Seymour simply advised:
No idea what’s what here, but maybe worth flagging this revisionist piece: apparently posted as a late update to the original story?
Both stories are well worth a read and some reflection. For me I really admire the Sydney Morning Herald for publishing both sides of this story. The point is that irrespective of whether the Dr Shinichi Suzuki fraud claims are genuine, his contribution to music has been outstanding and should stand separately to the questions about his early years.
When I was a youngster, I thought that newspapers reported the news honestly and it was for editorials to share their political bias. I soon learned that I was naive.
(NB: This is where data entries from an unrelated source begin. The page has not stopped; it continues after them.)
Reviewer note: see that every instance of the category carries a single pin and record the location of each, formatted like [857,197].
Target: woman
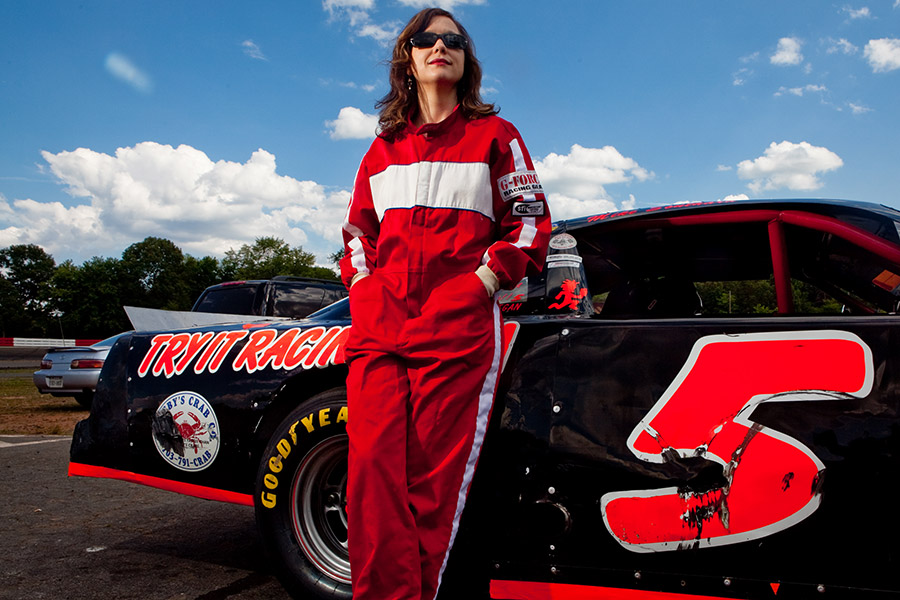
[446,209]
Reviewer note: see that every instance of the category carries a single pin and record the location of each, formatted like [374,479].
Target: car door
[679,440]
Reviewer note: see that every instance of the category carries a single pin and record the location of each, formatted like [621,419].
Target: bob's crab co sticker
[186,431]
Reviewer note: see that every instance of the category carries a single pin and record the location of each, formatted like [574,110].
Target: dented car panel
[644,438]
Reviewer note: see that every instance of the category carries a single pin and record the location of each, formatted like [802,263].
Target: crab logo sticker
[186,431]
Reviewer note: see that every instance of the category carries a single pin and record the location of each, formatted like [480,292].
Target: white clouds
[789,166]
[204,207]
[883,54]
[857,13]
[788,52]
[353,124]
[356,13]
[120,66]
[741,76]
[575,181]
[252,50]
[799,91]
[841,45]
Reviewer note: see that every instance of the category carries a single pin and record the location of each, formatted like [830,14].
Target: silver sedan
[73,371]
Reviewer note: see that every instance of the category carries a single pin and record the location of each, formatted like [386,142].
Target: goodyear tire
[300,496]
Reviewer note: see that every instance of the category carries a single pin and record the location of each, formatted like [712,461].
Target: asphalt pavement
[72,537]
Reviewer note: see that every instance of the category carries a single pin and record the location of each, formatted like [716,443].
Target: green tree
[154,275]
[89,298]
[26,270]
[268,257]
[200,273]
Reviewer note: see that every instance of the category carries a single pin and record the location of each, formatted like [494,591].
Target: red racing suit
[424,352]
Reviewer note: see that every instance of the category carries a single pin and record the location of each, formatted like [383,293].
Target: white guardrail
[43,342]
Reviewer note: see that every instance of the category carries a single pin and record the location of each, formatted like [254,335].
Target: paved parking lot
[74,537]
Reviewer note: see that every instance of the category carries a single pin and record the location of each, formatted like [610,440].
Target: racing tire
[300,499]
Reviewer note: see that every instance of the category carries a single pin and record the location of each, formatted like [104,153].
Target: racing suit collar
[431,129]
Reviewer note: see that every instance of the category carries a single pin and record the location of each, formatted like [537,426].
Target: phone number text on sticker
[205,352]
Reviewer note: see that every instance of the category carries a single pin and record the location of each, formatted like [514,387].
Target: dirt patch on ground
[25,411]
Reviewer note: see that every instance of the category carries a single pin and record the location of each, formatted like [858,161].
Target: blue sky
[213,123]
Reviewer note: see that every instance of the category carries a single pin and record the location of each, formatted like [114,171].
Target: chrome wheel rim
[318,501]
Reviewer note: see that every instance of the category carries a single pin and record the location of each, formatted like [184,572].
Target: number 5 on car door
[772,481]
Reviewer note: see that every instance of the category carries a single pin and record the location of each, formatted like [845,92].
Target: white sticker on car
[186,431]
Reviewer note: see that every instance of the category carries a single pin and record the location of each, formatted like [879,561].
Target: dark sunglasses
[427,39]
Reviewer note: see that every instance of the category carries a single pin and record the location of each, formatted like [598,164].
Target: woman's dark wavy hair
[397,105]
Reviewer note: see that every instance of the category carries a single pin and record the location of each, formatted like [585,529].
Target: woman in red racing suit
[446,209]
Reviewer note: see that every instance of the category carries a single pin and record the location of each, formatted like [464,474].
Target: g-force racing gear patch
[518,184]
[528,209]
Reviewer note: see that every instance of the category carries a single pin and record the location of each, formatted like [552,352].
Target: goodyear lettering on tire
[309,424]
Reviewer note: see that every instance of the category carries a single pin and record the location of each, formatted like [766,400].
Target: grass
[25,411]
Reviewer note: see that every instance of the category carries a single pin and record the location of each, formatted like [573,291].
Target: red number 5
[772,481]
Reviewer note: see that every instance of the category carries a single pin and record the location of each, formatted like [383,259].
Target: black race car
[698,399]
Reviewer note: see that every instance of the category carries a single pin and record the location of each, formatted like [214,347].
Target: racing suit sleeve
[360,230]
[522,217]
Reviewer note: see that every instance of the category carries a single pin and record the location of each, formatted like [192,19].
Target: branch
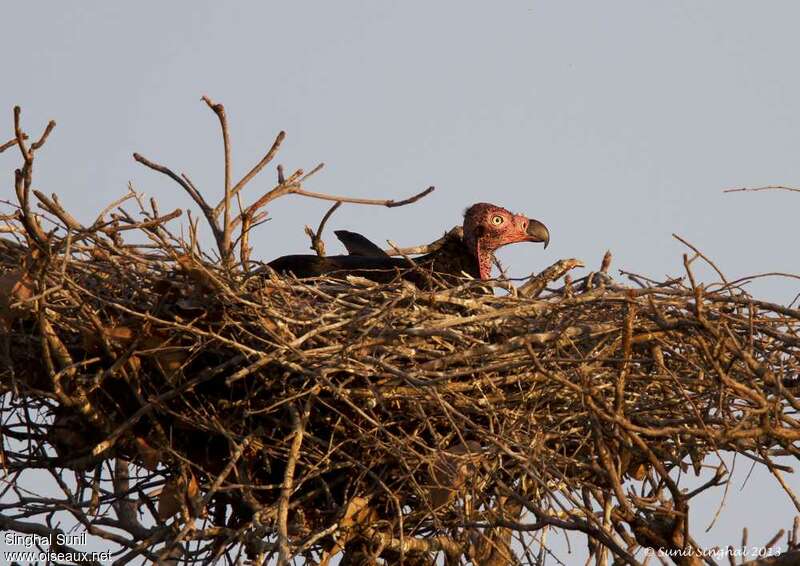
[226,252]
[316,237]
[254,171]
[284,552]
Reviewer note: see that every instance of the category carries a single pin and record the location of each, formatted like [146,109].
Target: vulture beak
[538,232]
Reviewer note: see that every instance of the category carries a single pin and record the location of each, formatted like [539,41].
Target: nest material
[288,417]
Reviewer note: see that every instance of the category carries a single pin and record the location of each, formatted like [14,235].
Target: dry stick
[227,252]
[254,171]
[284,552]
[316,237]
[11,143]
[192,191]
[290,188]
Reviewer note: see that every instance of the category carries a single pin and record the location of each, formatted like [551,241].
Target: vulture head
[488,227]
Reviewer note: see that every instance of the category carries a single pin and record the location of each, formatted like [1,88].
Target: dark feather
[359,245]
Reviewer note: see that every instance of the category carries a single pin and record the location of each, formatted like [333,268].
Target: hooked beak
[538,232]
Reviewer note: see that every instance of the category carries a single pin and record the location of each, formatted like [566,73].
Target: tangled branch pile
[212,410]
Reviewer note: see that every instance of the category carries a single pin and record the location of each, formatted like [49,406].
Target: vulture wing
[358,245]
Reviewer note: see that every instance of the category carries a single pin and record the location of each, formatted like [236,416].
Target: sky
[615,123]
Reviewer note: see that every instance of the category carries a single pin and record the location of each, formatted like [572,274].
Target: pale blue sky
[616,123]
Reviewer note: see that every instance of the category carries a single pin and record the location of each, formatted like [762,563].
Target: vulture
[486,228]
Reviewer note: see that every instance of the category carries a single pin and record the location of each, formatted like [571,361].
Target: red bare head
[488,227]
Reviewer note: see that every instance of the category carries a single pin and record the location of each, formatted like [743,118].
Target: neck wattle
[484,258]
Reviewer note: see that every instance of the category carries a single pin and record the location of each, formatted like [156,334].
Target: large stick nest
[287,417]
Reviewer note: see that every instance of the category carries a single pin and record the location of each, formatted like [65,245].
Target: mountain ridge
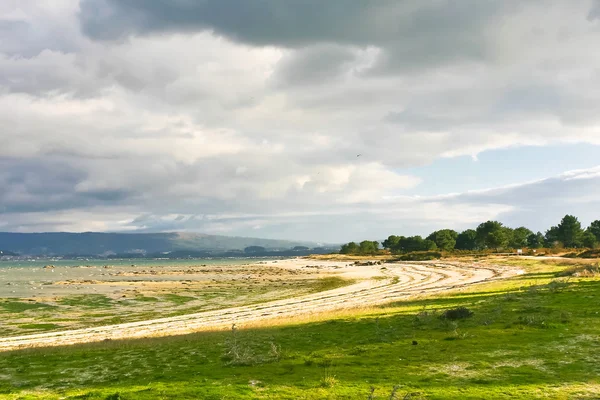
[106,243]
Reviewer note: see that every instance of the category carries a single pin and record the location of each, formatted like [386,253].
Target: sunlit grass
[533,336]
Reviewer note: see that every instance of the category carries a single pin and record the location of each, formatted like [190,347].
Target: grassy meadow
[533,336]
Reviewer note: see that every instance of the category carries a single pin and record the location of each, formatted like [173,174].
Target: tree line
[489,235]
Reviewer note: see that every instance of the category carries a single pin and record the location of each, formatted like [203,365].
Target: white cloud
[201,117]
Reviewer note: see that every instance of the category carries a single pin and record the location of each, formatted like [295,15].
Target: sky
[312,120]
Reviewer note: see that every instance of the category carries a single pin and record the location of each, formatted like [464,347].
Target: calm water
[150,262]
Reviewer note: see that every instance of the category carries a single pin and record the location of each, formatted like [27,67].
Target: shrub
[457,313]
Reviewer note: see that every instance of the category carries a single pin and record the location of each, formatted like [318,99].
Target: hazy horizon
[314,121]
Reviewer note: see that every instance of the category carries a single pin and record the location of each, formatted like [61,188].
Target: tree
[415,243]
[589,240]
[444,239]
[519,237]
[493,235]
[535,240]
[552,237]
[349,248]
[595,229]
[391,242]
[570,232]
[467,240]
[368,247]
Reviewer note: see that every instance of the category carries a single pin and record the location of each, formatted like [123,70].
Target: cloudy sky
[242,117]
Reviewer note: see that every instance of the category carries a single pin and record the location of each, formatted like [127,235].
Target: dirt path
[400,281]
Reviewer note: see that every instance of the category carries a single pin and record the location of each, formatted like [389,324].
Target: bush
[584,271]
[457,313]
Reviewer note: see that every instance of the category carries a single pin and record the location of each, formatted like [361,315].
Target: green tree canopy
[368,247]
[467,240]
[588,239]
[595,229]
[444,239]
[536,240]
[391,242]
[493,235]
[519,237]
[415,243]
[552,237]
[570,232]
[349,248]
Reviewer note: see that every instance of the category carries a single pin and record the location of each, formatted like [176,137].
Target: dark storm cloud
[314,65]
[412,33]
[38,186]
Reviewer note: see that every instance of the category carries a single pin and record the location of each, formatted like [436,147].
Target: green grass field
[27,316]
[534,336]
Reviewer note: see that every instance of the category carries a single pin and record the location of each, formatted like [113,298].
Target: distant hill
[92,243]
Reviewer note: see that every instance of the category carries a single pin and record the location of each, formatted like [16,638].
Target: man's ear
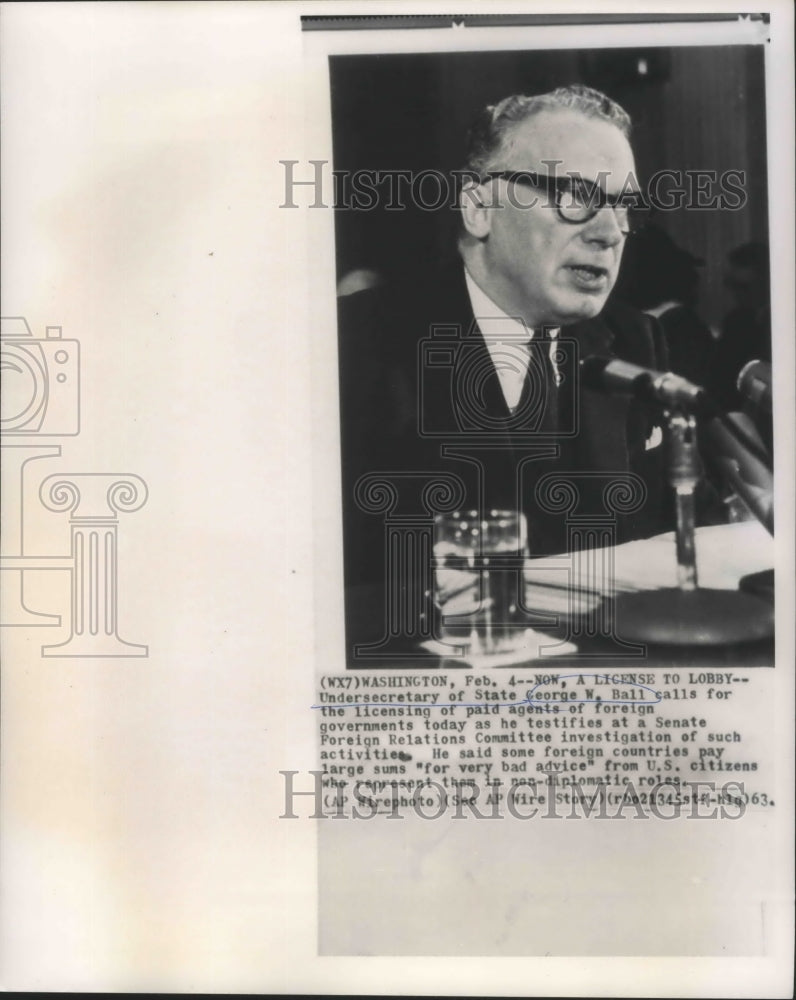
[476,216]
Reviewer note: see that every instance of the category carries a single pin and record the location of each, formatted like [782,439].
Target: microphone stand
[687,614]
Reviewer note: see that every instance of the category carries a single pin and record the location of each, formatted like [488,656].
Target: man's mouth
[589,276]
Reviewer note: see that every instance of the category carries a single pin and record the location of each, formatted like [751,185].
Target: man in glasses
[549,205]
[473,369]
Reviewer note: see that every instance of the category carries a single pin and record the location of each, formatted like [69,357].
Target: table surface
[725,554]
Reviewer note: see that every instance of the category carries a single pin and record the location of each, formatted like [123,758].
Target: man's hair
[491,129]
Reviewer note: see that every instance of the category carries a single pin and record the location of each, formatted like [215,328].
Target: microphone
[754,384]
[613,375]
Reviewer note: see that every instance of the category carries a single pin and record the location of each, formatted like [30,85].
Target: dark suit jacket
[417,385]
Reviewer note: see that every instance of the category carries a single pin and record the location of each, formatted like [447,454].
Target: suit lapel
[601,443]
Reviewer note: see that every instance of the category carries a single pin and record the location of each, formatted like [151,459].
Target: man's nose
[604,228]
Let me share another reflection on the same thread. Last night I was at dinner with a friend who had recently retired from a forty-year career at the BBC – he was involved in news operations, viz. delivering the news. I offered that their was too much bias in the mainstream media. My wife gave an example of a headline completely at odds from the main story. Our friend responded that the headline was an editorial decision – so the headline can give a pointed or political message, irrespective of the underlying story. He then moved to my blog and suggested that I was providing editorials of the news.
This started me thinking that with Twitters’ 140 characters, headline were these days much more important than the underlying story.
Any thoughts on bias in the mainstream media and, in particular, editorial decisions on headlines?